Rather, you will see students scattered about, some sitting, some on the floor, many in small groups, others working independently. The teacher walks around the classroom answering questions for one group, challenging another, addressing individual needs of other students. When you look at what the students are doing with their devices or manipulative materials, you notice they are working on different things, perhaps different subjects and topics, all geared to their individual needs.

Teachers in these schools will tell you they will never go back to preparing lesson plans for the entire class and lecturing their students regularly. Yes, the occasional large-group presentation is still appropriate, but no longer the daily routine. Teachers can spend more time working with students one-on-one and with small groups. Students don’t lag behind because they are allowed to continue to work on the same assignment until they master the skills or knowledge. The advanced student can proceed unfettered.

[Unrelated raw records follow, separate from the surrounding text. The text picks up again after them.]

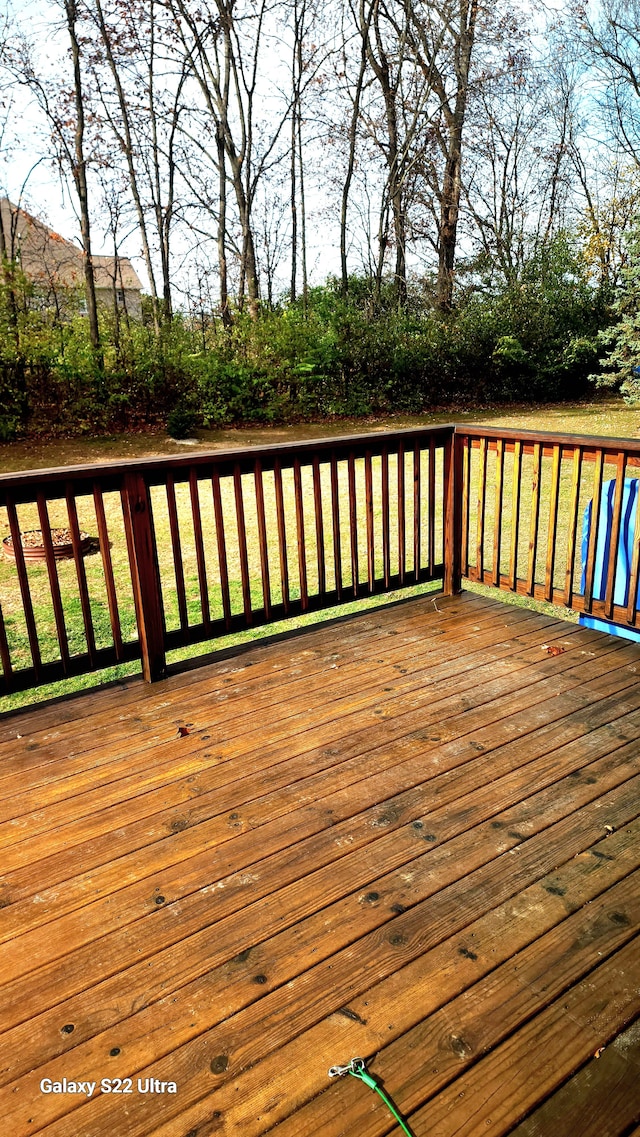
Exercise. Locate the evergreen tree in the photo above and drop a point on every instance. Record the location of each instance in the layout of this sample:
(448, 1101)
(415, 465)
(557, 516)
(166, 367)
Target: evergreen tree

Parents support it because, perhaps for the first time, their children love school. Students are not frustrated because the pace of instruction has left them behind or because they are bored by material they already mastered. They have chances to pursue a multitude of pathways based on their preferences.

Lingering Barriers

These are not the schools of tomorrow. They exist today, and they are paving the way for what is a true transformation of our educational system. Many rules and regulations stand in their way, such as seat-time requirements, Carnegie units, required hours and number of school days, grade levels and more. We can only hope that these personalized learning pioneers will be the disruptive elements that soon will enable all students to be educated this way.